Productivity, and alleged lost productivity, has driven most of the conversation around traffic congestion and sprawl in the United States. While “time is money” is true in some contexts, it’s a terrible starting point for planning transportation systems.
Traffic congestion is a pervasive issue, whether it’s the destination (a downtown, a stadium, a new development) or the streets connecting to the destinations. In economic terms, congestion occurs when demand exceeds supply: not enough lanes for everyone trying to get somewhere at once. Your time is valuable and there are sometimes real consequences you experience when roads are clogged with cars. But it’s a serious mistake to overplay the economic claims.
Doom and gloom
Researchers tend to analyze traffic with the assumption that the “time is money” framework is completely valid. News outlets love it too because it produces reliable doom and gloom for clicks and views:
- Traffic congestion cost the US economy $74 billion in lost time last year.
- Drivers lost 102 hours stuck in traffic last year.
- The average American driver lost $771 in productivity sitting in traffic last year.
Of course, an industry that plans, engineers, and builds roads is eager to argue we need more roads. But the impulse to attach dollar values to time isn’t just self-serving industry spin. The World Economic Forum uses the same standard economic framework to justify transit lanes and bike lanes. Residents of cities and suburbs do benefit from multimodal infrastructure, but the economic framing around productivity is weak.
Productivity pressure
Economists treat humans as if we’re rational creatures who make decisions that can be predicted with basic math. An economist won’t calculate time with family, the choice to spend an extra hour at trivia night, homemade bread, journaling, or band practice. There isn’t a formula for why we make certain choices that lead to a higher quality of life. The productivity pressure that results creates fertile ground for anxiety, depression, and burnout. There’s a constant expectation to be “on,” connected, producing. Admitting you need a break reads as weakness. Too much productivity, paradoxically, undermines everything productivity promises. It’s not my musical genre, but I’m sure there’s a country song about a guy who tried so hard that he died too soon.
Corporate HR departments tend to understand that a “machine” running without maintenance breaks down.

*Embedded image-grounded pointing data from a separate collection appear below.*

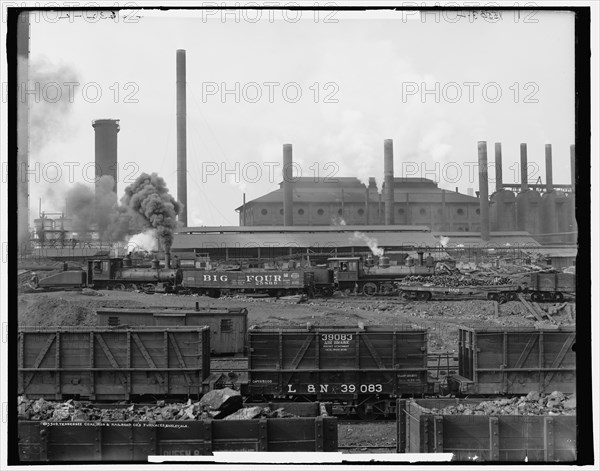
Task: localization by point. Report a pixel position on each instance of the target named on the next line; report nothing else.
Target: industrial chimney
(181, 137)
(288, 175)
(106, 149)
(23, 130)
(388, 180)
(484, 204)
(524, 181)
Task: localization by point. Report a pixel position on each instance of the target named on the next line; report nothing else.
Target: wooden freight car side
(107, 364)
(515, 361)
(228, 327)
(484, 438)
(337, 362)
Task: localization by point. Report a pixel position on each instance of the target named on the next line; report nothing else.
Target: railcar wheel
(387, 288)
(370, 289)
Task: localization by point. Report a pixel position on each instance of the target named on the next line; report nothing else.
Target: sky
(332, 85)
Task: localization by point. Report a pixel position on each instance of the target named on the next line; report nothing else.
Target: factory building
(324, 202)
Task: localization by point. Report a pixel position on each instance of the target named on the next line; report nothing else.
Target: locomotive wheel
(370, 289)
(387, 288)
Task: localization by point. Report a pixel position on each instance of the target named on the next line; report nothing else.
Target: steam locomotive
(114, 273)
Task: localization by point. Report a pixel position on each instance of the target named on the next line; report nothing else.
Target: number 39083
(363, 388)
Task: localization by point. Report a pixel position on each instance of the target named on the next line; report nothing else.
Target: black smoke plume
(148, 202)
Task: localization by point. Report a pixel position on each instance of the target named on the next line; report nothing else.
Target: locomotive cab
(345, 269)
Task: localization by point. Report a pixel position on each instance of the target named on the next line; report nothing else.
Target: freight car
(515, 361)
(362, 369)
(228, 326)
(100, 363)
(113, 273)
(271, 282)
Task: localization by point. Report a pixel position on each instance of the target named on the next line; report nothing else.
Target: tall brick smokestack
(181, 137)
(549, 186)
(524, 181)
(388, 180)
(23, 131)
(484, 204)
(288, 200)
(105, 146)
(498, 156)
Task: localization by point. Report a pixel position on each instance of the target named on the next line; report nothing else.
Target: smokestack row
(181, 136)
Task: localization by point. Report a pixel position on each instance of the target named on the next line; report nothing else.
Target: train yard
(442, 321)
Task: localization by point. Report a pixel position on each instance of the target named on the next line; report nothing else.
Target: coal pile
(534, 403)
(80, 411)
(454, 281)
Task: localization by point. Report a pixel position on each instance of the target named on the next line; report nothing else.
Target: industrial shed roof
(517, 239)
(314, 239)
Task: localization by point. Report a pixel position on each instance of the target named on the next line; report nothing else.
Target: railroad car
(362, 369)
(515, 361)
(228, 326)
(100, 363)
(271, 282)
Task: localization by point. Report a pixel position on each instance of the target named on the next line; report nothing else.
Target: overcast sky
(361, 78)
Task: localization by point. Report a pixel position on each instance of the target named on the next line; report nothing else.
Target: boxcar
(228, 326)
(363, 368)
(126, 441)
(276, 283)
(484, 438)
(106, 364)
(515, 361)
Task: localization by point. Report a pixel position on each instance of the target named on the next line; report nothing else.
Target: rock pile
(534, 403)
(220, 404)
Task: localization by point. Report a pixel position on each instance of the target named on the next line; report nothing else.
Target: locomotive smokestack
(388, 179)
(484, 204)
(498, 155)
(549, 186)
(288, 201)
(524, 182)
(181, 137)
(573, 167)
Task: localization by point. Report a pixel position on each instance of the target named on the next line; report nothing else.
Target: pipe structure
(524, 181)
(288, 201)
(573, 166)
(484, 204)
(498, 157)
(388, 180)
(549, 186)
(181, 135)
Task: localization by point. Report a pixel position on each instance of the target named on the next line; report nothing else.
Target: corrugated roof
(302, 239)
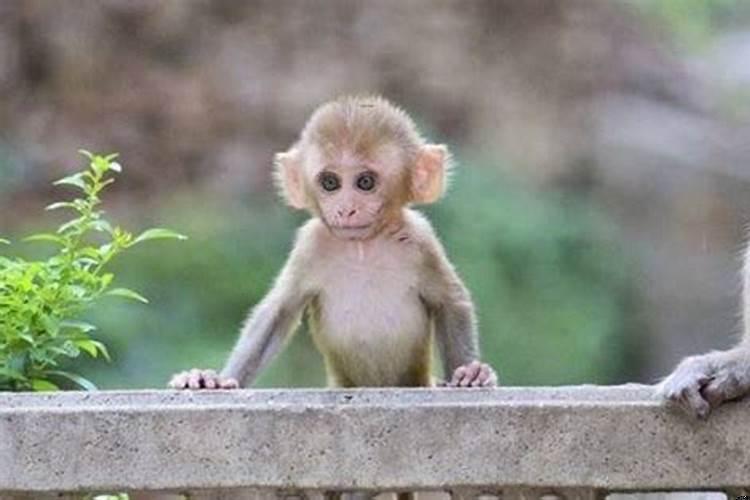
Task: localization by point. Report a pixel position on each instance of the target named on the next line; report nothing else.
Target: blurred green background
(595, 214)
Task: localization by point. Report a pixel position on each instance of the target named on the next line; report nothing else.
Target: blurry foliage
(41, 300)
(551, 285)
(693, 23)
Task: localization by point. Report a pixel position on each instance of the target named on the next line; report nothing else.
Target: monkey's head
(358, 162)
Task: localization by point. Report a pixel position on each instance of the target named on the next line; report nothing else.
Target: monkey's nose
(343, 213)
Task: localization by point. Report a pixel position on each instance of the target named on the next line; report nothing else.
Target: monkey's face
(355, 197)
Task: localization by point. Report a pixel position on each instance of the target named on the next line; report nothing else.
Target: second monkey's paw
(202, 379)
(474, 374)
(701, 383)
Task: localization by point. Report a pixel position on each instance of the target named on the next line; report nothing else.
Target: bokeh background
(597, 213)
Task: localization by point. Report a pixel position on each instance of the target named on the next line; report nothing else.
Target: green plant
(41, 300)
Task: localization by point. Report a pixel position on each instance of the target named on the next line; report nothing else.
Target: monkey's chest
(372, 316)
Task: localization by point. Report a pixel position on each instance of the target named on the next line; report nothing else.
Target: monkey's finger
(195, 379)
(693, 402)
(210, 382)
(720, 389)
(458, 374)
(485, 372)
(179, 381)
(472, 371)
(228, 383)
(491, 381)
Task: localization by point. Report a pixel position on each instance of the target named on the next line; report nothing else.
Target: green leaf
(41, 385)
(11, 373)
(76, 180)
(93, 348)
(78, 325)
(128, 294)
(61, 204)
(88, 154)
(45, 237)
(76, 379)
(88, 347)
(156, 234)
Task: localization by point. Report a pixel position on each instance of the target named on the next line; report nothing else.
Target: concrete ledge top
(268, 398)
(613, 438)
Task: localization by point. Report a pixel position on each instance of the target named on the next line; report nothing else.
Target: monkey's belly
(374, 344)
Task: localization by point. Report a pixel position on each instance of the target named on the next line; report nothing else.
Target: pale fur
(700, 383)
(374, 305)
(369, 271)
(377, 298)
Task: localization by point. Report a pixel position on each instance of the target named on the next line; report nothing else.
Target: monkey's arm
(454, 320)
(265, 331)
(701, 383)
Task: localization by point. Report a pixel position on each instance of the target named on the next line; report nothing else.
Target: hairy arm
(268, 326)
(455, 323)
(701, 383)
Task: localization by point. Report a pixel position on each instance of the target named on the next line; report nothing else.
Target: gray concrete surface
(613, 438)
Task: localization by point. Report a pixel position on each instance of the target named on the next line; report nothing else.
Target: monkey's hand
(474, 374)
(701, 383)
(202, 379)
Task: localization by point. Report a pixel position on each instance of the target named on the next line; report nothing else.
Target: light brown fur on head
(352, 135)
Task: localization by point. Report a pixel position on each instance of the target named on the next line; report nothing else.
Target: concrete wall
(585, 440)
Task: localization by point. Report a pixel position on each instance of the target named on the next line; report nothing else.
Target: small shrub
(41, 300)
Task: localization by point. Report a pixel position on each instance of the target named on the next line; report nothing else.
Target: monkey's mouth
(358, 227)
(351, 232)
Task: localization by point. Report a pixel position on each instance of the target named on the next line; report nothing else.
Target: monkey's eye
(366, 181)
(329, 181)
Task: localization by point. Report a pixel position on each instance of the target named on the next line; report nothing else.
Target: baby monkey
(701, 383)
(368, 270)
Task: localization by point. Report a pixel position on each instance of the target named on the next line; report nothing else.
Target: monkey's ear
(289, 178)
(429, 177)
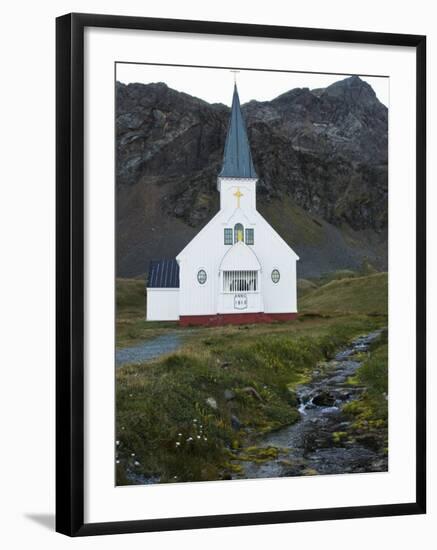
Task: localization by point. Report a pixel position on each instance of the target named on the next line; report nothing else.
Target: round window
(201, 276)
(275, 276)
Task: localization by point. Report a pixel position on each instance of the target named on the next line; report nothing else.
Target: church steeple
(237, 160)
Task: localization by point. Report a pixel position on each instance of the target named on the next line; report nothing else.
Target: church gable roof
(240, 257)
(163, 274)
(237, 161)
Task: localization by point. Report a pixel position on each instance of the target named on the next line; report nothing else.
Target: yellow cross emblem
(238, 194)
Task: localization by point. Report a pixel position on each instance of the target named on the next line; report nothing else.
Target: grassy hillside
(366, 295)
(182, 417)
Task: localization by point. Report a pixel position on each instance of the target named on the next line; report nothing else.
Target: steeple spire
(237, 160)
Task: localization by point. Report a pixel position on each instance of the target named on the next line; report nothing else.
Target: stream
(306, 447)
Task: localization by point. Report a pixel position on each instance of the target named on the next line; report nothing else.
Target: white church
(237, 269)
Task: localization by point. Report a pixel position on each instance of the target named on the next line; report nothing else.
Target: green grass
(131, 324)
(370, 411)
(259, 364)
(367, 294)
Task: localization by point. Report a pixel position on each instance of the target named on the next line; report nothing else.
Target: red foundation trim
(234, 319)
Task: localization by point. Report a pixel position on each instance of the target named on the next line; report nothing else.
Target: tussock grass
(367, 294)
(370, 411)
(166, 425)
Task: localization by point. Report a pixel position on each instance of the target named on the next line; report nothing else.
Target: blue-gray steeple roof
(237, 160)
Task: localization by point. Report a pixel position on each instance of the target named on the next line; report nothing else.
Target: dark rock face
(322, 153)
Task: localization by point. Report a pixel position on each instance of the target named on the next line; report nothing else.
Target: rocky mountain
(321, 157)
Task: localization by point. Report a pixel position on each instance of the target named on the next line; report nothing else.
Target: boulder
(324, 399)
(212, 403)
(229, 395)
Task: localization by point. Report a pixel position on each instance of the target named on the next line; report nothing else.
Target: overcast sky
(216, 85)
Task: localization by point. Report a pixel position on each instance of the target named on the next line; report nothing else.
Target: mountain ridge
(321, 159)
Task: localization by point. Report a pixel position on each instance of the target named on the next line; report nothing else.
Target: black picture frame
(70, 273)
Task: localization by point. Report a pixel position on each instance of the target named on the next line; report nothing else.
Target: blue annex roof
(237, 161)
(163, 274)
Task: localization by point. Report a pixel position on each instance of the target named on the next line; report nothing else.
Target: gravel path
(151, 349)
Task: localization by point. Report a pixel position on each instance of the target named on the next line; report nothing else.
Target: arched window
(276, 276)
(238, 233)
(201, 276)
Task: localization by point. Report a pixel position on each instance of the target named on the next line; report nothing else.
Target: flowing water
(307, 446)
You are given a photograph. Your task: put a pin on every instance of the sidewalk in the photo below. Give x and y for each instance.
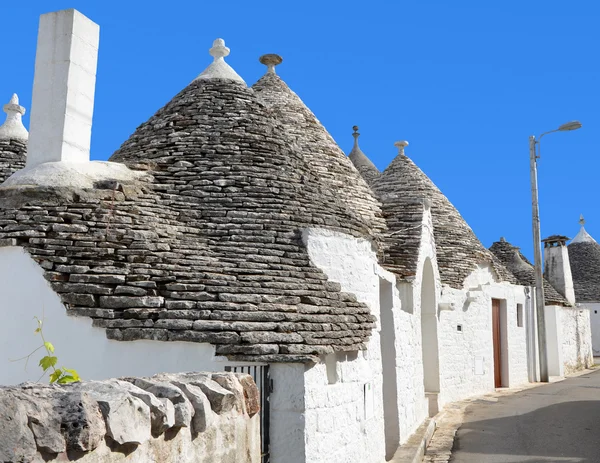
(449, 420)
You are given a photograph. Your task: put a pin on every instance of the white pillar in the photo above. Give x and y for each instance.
(60, 127)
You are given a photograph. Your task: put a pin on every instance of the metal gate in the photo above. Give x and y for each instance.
(261, 376)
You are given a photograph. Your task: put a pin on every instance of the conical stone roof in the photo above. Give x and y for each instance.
(342, 183)
(584, 257)
(458, 249)
(524, 271)
(209, 249)
(363, 164)
(13, 140)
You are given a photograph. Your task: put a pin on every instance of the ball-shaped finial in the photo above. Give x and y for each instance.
(219, 50)
(401, 145)
(271, 60)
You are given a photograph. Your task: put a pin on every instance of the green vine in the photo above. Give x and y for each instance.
(60, 375)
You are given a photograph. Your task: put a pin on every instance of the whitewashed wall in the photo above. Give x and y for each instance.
(467, 356)
(594, 308)
(24, 294)
(576, 338)
(344, 407)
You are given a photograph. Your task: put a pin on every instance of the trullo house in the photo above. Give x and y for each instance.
(230, 231)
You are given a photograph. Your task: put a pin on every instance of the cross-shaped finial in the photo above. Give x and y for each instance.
(401, 145)
(219, 50)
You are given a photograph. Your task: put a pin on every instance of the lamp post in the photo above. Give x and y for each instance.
(537, 246)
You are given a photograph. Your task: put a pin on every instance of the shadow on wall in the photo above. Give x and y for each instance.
(564, 432)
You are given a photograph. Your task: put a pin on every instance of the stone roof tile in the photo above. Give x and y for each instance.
(524, 271)
(344, 184)
(458, 249)
(363, 164)
(584, 256)
(210, 249)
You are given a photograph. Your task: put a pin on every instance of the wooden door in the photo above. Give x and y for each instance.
(496, 337)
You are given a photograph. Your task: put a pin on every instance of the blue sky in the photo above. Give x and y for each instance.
(464, 82)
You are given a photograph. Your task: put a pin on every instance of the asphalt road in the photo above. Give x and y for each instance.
(558, 422)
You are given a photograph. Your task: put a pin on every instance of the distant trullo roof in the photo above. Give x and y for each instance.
(524, 271)
(209, 247)
(341, 182)
(13, 139)
(458, 249)
(584, 256)
(362, 163)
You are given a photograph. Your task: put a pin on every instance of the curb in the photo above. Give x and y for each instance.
(450, 419)
(413, 450)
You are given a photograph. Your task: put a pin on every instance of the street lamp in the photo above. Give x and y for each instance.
(537, 245)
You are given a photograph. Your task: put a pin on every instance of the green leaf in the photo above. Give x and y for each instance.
(48, 361)
(56, 376)
(67, 379)
(73, 373)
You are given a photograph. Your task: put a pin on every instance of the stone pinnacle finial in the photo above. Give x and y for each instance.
(13, 126)
(271, 60)
(219, 69)
(219, 50)
(401, 145)
(355, 135)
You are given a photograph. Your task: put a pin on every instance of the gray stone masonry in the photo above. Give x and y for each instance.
(524, 271)
(12, 157)
(209, 250)
(458, 249)
(100, 420)
(584, 258)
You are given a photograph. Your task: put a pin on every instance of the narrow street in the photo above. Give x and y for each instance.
(559, 422)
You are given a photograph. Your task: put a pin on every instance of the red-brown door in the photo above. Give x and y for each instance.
(496, 336)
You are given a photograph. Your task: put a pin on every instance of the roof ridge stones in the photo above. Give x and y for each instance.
(523, 270)
(343, 183)
(361, 161)
(458, 250)
(584, 257)
(210, 249)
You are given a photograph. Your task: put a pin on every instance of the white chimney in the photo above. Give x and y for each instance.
(557, 268)
(60, 126)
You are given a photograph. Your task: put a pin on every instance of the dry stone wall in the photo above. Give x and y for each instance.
(190, 417)
(12, 157)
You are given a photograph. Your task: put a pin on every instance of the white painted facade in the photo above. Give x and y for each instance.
(594, 313)
(464, 364)
(575, 338)
(354, 407)
(63, 88)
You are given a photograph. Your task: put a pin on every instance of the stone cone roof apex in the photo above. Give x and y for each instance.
(357, 157)
(583, 236)
(219, 69)
(13, 127)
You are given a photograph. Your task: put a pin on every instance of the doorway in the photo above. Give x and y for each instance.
(429, 338)
(500, 342)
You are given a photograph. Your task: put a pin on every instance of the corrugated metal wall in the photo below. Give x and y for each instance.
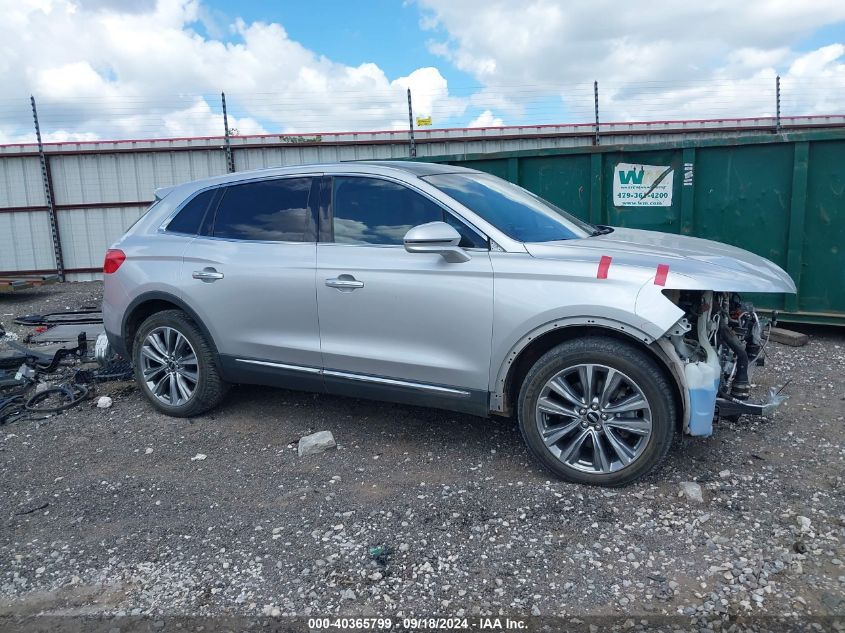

They track the turnover, the disengagement, and the burnout. The human body and mind require regular maintenance: socializing, resting, walking with no particular destination, writing music, taking pictures, shooting hoops, and so on.
Public agencies are perpetually strapped for cash, but they continue spending depleted budgets on congestion relief that doesn’t work. Be deeply skeptical of any report on the economic costs of congestion because those studies reliably reduce humans to soulless economic units.
The same principle that makes road expansions fail—induced demand—explains why building for people works. Design for human flourishing and you’ll induce more of it. Build more lanes to make car travel easy, and you’ll get more car trips. Redesign a street network to make cycling easy, and you’ll get more bike trips.
Building a human-scale city means working towards outcomes that don’t show up on a productivity dashboard.